The Duke’s horse was moving along again, the Duke on his way to the Dower House to see the Dowager Baroness Bloxley. Lady Louisa lived along the road to Bloxley Park and the Hall itself. She had an imperious manner sometimes, Aurelia mused, but she was an earl’s daughter and probably had moved in more exalted circles when she was young, certainly more exalted than Bloxley Bottom’s collection of residents. But her loss was Aurelia’s and Millicent’s gain. They visited Lady Louisa at least once a week, when she had her Afternoons. Which reminded Aurelia that she and Millicent would be visiting the vicar and his wife today. She hoped there would be no disagreements over the upcoming rose festival among the ladies of the parish. Oftentimes, it seemed to Aurelia as though Mrs. Miriam Newton, the vicar’s wife, was wont to find amusement in the little contretemps that errupted among the ladies. My, Aurelia chastened herself, but that was an uncharitable thought.

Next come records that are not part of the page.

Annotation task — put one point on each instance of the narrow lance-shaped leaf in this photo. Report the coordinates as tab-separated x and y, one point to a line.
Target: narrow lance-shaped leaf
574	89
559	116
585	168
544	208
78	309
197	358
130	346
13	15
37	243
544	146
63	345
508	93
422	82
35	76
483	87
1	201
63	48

Quite
unworthy indeed.
A much safer topic of conversation might be receipts for seed cake. She tucked this thought away in the hopes of being able to call it forward should a diversion be needed. The endless variations  of seed cake receipts were always good for a comfortable chat, and rarely led to controversy. Aurelia reminded herself to pick some newly blooming early lavender, the French variety for which Millicent had sent away. One hesitated to admit the French could outgrow the English when it came to such a basic plant as lavender, but perhaps their milder climate in southern France caused improvements. A superior variety would have nothing to do with the contentious nature of the French people whatsoever.
The Duke was almost at the top of the hill. After he visited Lady Louisa, Aurelia was certain he would continue on to Bloxley Park in order to discuss important matters with the baron. Not that Aurelia was able to imagine what these might be, as men did have their little ways of arranging things to their own satisfaction. Whatever his goal today, the Duke was a welcome visitor to Bloxley Bottom.